Eighteen students who enrolled in an English conversation course at a university in South Korea and the researcher as a teacher took part in the study. During regular class time, learners formed pairs and worked on four information gap activities. The collaborative work in all dyads was audio tape-recorded, transcribed and coded for the types of students' uptake following various types of recasts provided by NNS interlocutors in response to different types of partners' non-target-like utterances.

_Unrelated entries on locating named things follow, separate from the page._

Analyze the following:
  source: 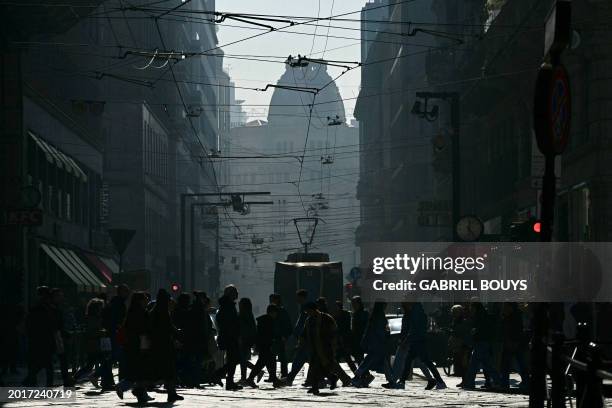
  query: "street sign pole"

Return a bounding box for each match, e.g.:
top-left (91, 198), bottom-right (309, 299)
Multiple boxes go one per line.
top-left (529, 0), bottom-right (571, 408)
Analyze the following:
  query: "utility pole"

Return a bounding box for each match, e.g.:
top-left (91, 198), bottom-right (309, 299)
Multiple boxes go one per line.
top-left (529, 0), bottom-right (572, 408)
top-left (412, 92), bottom-right (461, 242)
top-left (180, 191), bottom-right (274, 289)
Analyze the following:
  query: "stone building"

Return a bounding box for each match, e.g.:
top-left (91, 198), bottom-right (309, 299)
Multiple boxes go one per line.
top-left (221, 64), bottom-right (360, 312)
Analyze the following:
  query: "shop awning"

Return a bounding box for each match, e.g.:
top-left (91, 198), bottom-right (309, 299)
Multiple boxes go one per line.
top-left (28, 131), bottom-right (87, 183)
top-left (58, 248), bottom-right (106, 292)
top-left (41, 244), bottom-right (106, 292)
top-left (85, 254), bottom-right (119, 283)
top-left (40, 244), bottom-right (92, 292)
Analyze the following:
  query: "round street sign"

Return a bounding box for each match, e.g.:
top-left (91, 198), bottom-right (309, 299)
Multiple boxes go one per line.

The findings show that NNS interlocutors used and provided three types of recasts: 'Reformulation', 'Repetition followed by Reformulation', and 'Overlap Reformulation' in both teacher - learner (T - L) and learner - learner (L - L) interactions. 'Reformulation' recast type was more frequently used in response to learners' non-target-like forms in both interactional contexts. Recasts by the teacher and by peer interlocutors were mainly directed to negotiation of morpho-syntactic linguistic features. Unlike their interactions with the teacher, peer interlocutors in L - L interactions reacted with more frequent recasts in response to inaccurate lexical utterances. Learner uptake varied depending on recasts provided by the teacher and by peers and the types of recasts in terms of immediate incorporation. The nature of learner uptake appeared to be influenced by the nature of the recasts according to the frequency, the length and the saliency of recasts.